I must admit that there was a slight re-entry issue with the ten year jump in time – there are allusions to and mentions of events that have happened in the decade of Nicodemus’s mission, but I sometimes felt a little bit like I’d missed either a novel or a short story set in the meantime. (Incidentally, I would certainly be interested in reading such a novel or novella.) This didn’t make too much of a difference for the story, however, as the action comes quick and often in Spellbound, as Nicodemus moves his plans forward, and the mysteries posed by Francesca and the Savannah Walker are slowly unravelled. The novel is written in a measure, well-timed pace – Charlton does not seem to be in a rush, and this works very well for the novel. This is not to say the novel is slow or that the story gets bogged down in details – in fact, I’d say the novel is very streamlined, and Charlton hasn’t padded his novel with extraneous exposition or description. In a rare twist of fate, life intruded on my time reading Spellbound (just as it had when reading Spellwright), but I found it just as easy to sink into the story and get swept up by events each time I picked it up.

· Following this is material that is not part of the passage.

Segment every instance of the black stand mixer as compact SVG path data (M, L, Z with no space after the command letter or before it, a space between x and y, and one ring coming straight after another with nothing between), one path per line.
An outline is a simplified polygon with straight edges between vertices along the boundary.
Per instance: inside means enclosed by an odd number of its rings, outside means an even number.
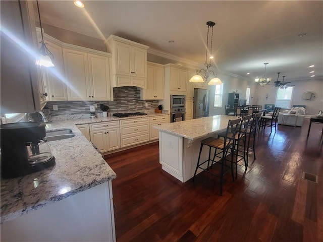
M39 122L7 124L1 126L1 176L14 178L55 164L46 136L46 125Z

Spellbound, as with the debut novel is, in part, about overcoming and living with disabilities. Nicodemus is cacographic, but in the decade since leaving Starhaven he has in a way overcome his disability by learning to use the kobold’s magic (which his disability does not mangle or automatically disspell). There is a touching scene later in the novel when Nicodemus is talking with another character suffering from a new disability, and it’s a rare moment up until that point when Nicodemus’s softer side comes out. The novel also looks at the lengths people might go to ‘fix’ problems and personal limitations – perceived or actual – especially when it is forcefully imposed upon you. At the same time, it is a novel of acceptance and overcoming adversity, and how those around us can provide strength and support.
Overall, this is a series that keeps getting better, developing while retaining its classic feel, and continues to be a rewarding read. Charlton is a rare talent, and Spellbound is a wonderful, engaging and well-crafted novel. Highly recommended for fans of magical fantasy, looking for something original and unique. I really enjoyed this.